SHORTT: In other words, you want to defend the integrity of being a conscientious objector in one situation or at one level, while at the same time paying your taxes and driving a car.

VOLF: That’s right. I can imagine myself being an adviser to a government in a Cold War situation on the one hand, while, on the other, deploring that government’s policies in other spheres if they conflict-ed with my convictions. Even if I felt that complete non-involvement with the government were appropriate, I might well be involved in many other spheres of life, such as business or medicine or education. Typologies are straitjackets designed with specific values and interests in mind. John Howard Yoder’s critique of the kind of typology that H. Richard Niebuhr adopts in his book Christ and Culture is exactly on target. Some aspects of culture we can accept at face value. I don’t know how to make a hatchback car as distinct from a saloon in a Christian way, for example, and therefore would not know what it would mean to make it in a non-Christian way. In other areas of culture I might participate at a critical distance. In yet other areas I might refuse participation completely. Moreover, these areas and these situations are not static; they may change and therefore necessitate a change in my stance.

SHORTT: Nevertheless, you’ve owned up to a significant change of outlook by conceding that in some circumstances B52 bombers are the appropriate response to cases of intolerable aggression. To that extent, you yourself have become more of a ‘realist’. Isn’t it surprising, then, that you’re commending the pacifist John Howard Yoder, but criticising the ex-pacifist David Martin?

VOLF: I’m not sure about B52 bombers. They may be too crude an instrument. But as I’ve mentioned briefly, I do think that a military response may be appropriate in cases of intolerable aggression. I shifted from the pacifism of my childhood and early adulthood to the position I am taking now by extending the obligation to love my neighbour when that neighbour’s life is threatened by a third party. After reading Oliver O’Donovan’s book The Just War Revisited, in which he understands war in the context of a ‘reconciling praxis of judgment’5 and argues that it is not ‘essential to war making that you should kill, merely that you should remove by all necessary means the forces that oppose you’6 I find that I’m not as far from just-war theory as I thought I was.
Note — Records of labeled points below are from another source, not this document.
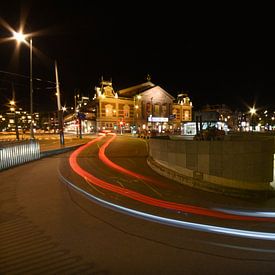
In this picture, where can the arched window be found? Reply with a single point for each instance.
(109, 110)
(186, 115)
(126, 111)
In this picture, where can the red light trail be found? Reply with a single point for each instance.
(143, 198)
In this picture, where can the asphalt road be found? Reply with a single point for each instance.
(49, 228)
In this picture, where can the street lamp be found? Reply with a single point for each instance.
(252, 112)
(20, 37)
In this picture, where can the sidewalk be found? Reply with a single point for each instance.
(52, 146)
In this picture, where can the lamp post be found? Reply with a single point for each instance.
(20, 37)
(252, 113)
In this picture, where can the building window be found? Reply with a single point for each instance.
(126, 111)
(186, 115)
(109, 110)
(164, 110)
(174, 112)
(156, 110)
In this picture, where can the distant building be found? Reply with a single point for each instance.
(143, 107)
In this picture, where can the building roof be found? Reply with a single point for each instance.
(131, 91)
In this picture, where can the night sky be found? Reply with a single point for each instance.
(218, 53)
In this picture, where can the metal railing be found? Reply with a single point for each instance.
(12, 154)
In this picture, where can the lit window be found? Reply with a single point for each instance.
(109, 110)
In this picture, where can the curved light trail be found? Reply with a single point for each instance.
(177, 223)
(122, 170)
(153, 201)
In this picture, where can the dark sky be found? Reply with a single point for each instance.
(219, 53)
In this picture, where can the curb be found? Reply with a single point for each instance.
(207, 186)
(49, 153)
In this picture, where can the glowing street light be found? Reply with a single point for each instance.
(252, 111)
(20, 37)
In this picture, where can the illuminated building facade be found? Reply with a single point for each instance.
(143, 107)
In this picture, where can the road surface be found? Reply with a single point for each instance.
(47, 227)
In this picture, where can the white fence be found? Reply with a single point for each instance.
(12, 154)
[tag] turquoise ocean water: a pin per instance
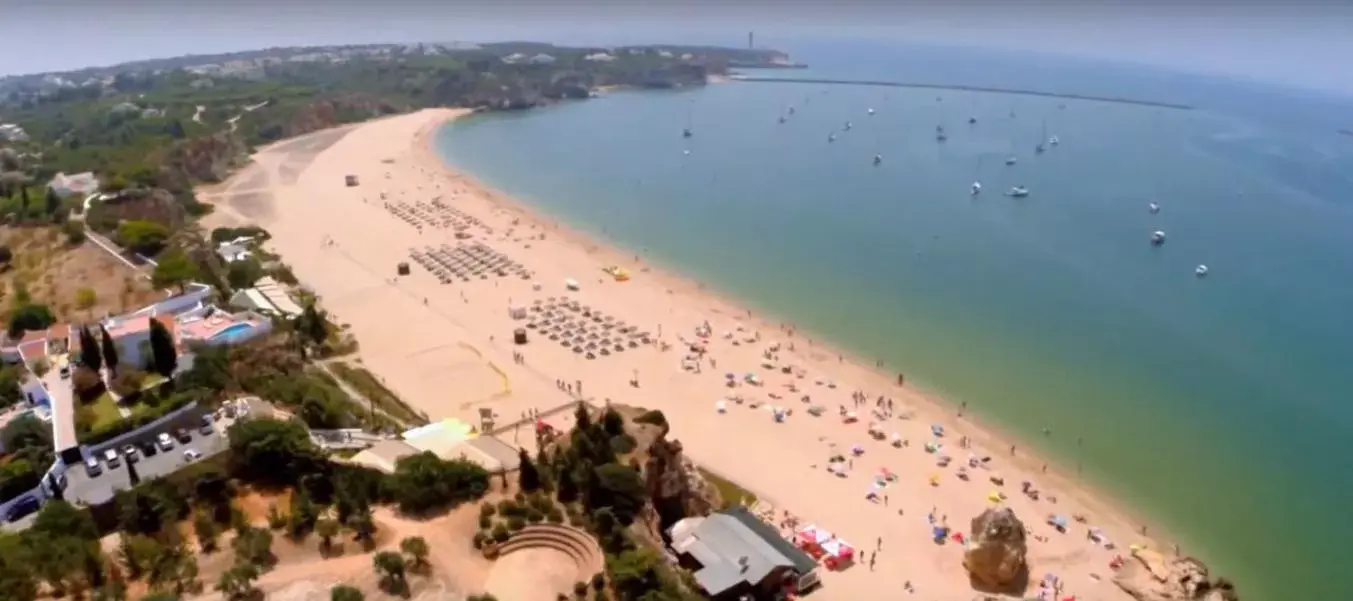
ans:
(1219, 408)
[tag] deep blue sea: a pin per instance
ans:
(1219, 408)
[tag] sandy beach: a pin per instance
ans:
(448, 349)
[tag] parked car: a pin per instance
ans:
(111, 458)
(22, 508)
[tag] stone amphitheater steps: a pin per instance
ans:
(578, 544)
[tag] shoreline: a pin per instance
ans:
(341, 242)
(928, 404)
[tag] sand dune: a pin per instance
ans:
(448, 349)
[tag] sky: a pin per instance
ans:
(1296, 42)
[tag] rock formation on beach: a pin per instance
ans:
(1149, 575)
(995, 557)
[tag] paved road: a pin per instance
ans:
(83, 487)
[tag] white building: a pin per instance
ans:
(83, 184)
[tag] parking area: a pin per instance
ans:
(152, 460)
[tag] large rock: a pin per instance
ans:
(995, 557)
(1149, 575)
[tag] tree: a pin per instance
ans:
(173, 268)
(526, 477)
(425, 482)
(417, 548)
(237, 582)
(145, 237)
(108, 348)
(253, 546)
(272, 451)
(345, 593)
(204, 528)
(52, 202)
(163, 352)
(61, 519)
(617, 487)
(326, 529)
(89, 355)
(390, 566)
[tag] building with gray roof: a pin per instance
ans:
(736, 557)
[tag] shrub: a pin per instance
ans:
(652, 417)
(623, 443)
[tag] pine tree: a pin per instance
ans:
(110, 351)
(89, 355)
(163, 352)
(526, 475)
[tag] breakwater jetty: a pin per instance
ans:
(965, 88)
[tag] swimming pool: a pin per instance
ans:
(234, 333)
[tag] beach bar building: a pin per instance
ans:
(735, 555)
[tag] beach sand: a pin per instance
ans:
(448, 349)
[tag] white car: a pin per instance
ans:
(111, 458)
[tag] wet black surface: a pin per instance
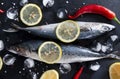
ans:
(49, 16)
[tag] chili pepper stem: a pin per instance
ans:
(116, 19)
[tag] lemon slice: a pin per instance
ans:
(1, 63)
(114, 71)
(31, 14)
(50, 74)
(50, 52)
(68, 31)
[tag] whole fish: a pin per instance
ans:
(71, 53)
(88, 30)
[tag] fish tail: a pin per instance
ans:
(115, 55)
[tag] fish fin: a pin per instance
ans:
(115, 55)
(16, 26)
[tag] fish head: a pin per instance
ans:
(106, 28)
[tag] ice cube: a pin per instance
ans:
(95, 66)
(33, 75)
(23, 2)
(12, 13)
(65, 68)
(62, 13)
(9, 59)
(114, 37)
(1, 45)
(48, 3)
(29, 63)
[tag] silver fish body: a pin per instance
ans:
(71, 53)
(88, 30)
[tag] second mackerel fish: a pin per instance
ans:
(88, 30)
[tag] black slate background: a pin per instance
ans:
(49, 16)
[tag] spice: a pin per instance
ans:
(1, 11)
(78, 74)
(96, 9)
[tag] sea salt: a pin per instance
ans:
(9, 59)
(95, 66)
(29, 63)
(48, 3)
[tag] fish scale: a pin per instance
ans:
(71, 53)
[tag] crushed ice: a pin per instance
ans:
(114, 37)
(12, 13)
(95, 66)
(23, 2)
(48, 3)
(65, 68)
(9, 59)
(62, 13)
(1, 45)
(29, 63)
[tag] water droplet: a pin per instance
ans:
(114, 37)
(1, 45)
(107, 48)
(10, 30)
(65, 68)
(23, 2)
(20, 72)
(84, 3)
(62, 13)
(48, 3)
(9, 59)
(23, 69)
(32, 75)
(95, 66)
(2, 3)
(29, 63)
(5, 71)
(98, 47)
(67, 2)
(12, 13)
(13, 3)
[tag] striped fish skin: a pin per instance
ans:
(88, 30)
(71, 53)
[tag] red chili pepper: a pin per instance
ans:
(97, 9)
(1, 11)
(78, 74)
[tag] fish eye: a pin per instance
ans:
(105, 28)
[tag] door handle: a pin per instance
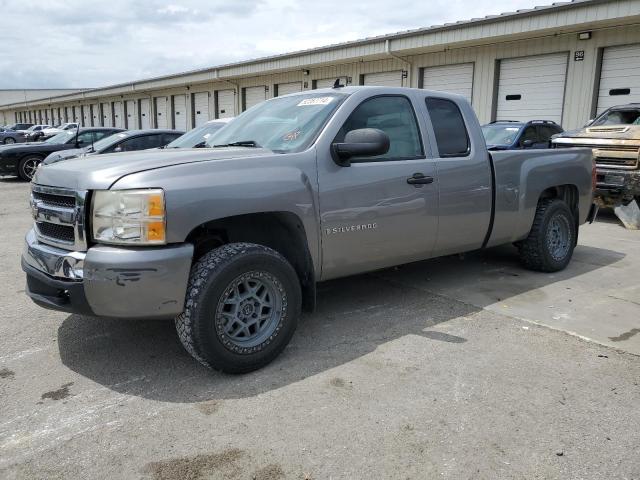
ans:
(419, 179)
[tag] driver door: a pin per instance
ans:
(371, 217)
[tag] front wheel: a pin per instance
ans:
(242, 307)
(28, 166)
(549, 246)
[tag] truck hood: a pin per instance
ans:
(613, 132)
(95, 172)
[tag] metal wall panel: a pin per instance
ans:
(107, 115)
(449, 78)
(200, 108)
(532, 88)
(287, 88)
(131, 114)
(161, 112)
(145, 113)
(254, 96)
(180, 112)
(226, 105)
(619, 77)
(118, 115)
(384, 79)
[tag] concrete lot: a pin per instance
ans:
(442, 369)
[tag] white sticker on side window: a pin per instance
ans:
(315, 101)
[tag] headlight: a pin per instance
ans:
(129, 217)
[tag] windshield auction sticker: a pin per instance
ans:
(315, 101)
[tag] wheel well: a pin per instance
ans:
(569, 195)
(281, 231)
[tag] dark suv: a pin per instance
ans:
(514, 135)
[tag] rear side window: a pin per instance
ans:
(449, 127)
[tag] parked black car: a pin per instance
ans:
(126, 141)
(514, 135)
(23, 160)
(15, 133)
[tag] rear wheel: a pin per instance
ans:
(242, 307)
(28, 166)
(549, 246)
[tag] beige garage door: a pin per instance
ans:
(107, 118)
(620, 76)
(456, 79)
(287, 88)
(384, 79)
(180, 112)
(145, 113)
(130, 115)
(254, 96)
(532, 88)
(118, 114)
(161, 112)
(226, 107)
(328, 82)
(200, 108)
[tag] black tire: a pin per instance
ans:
(212, 279)
(27, 166)
(544, 250)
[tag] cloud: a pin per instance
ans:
(91, 43)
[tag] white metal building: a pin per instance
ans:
(563, 62)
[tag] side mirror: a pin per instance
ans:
(363, 142)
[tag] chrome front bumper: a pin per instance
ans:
(108, 281)
(53, 261)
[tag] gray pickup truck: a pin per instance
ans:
(231, 240)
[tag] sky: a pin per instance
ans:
(87, 43)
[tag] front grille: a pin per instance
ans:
(59, 216)
(55, 200)
(611, 156)
(54, 231)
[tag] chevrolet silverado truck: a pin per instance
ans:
(231, 240)
(614, 137)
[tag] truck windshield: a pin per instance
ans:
(619, 117)
(283, 125)
(503, 135)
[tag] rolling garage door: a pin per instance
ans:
(118, 114)
(86, 116)
(449, 78)
(180, 112)
(532, 88)
(161, 112)
(620, 76)
(254, 96)
(287, 88)
(200, 108)
(107, 117)
(384, 79)
(328, 82)
(145, 113)
(95, 114)
(130, 114)
(226, 105)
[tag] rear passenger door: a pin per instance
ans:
(371, 215)
(464, 177)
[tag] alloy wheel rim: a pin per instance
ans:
(250, 311)
(558, 237)
(30, 167)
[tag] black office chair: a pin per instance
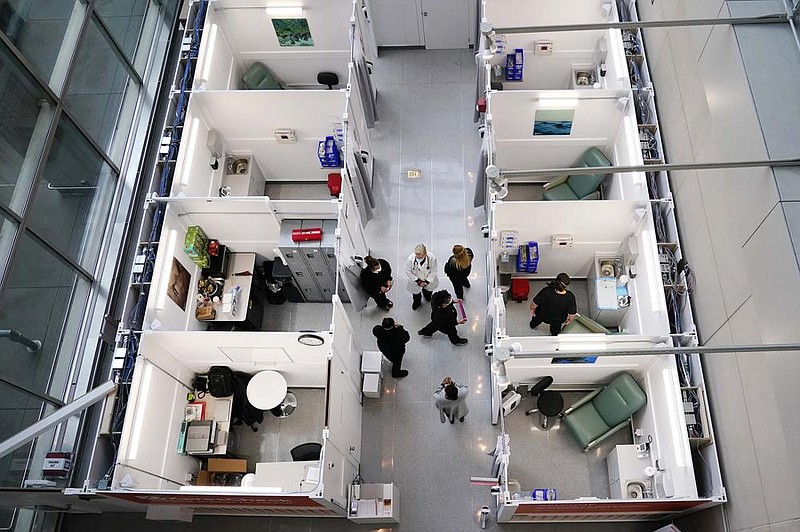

As to the question about Yoder and David Martin: I am commending and criticising here only narrow segments of their thought. I’ve learned a great deal from David Martin, and I like his account of secularization and analyses of Latin American Pentecostalism. My point is very simple. I don’t have, and I don’t think it is good to have, some overarching stance toward the world. It is to Yoder’s credit that he rejected such stable, overarching stances. His opponents, who have a stake in painting him as a sectarian so as to dismiss him more easily, seem to me much less subtle on this point than he was. On this issue, my position is somewhat analogous to that taken years ago by another Yale theologian, Hans Frei, on theology’s relation to particular philosophies. He recommended an ad hoc approach, based on the extent to which a given school of thought can help illuminate the Christian story. At the same time, he insisted that other philosophies should never control our understanding of the Christian narrative, which in reality means replacing it. In my opinion, that’s what it means to think and act in a Christian way. To use Augustine’s image, I don’t see why I should either melt all the gold of the Egyptians, or simply use it as it is. My term for such a stance is ‘soft difference’: there is difference, but the difference is soft in the sense that boundaries are not impermeable. For me, our engagement across the boundaries should be governed by the demands of generosity and justice.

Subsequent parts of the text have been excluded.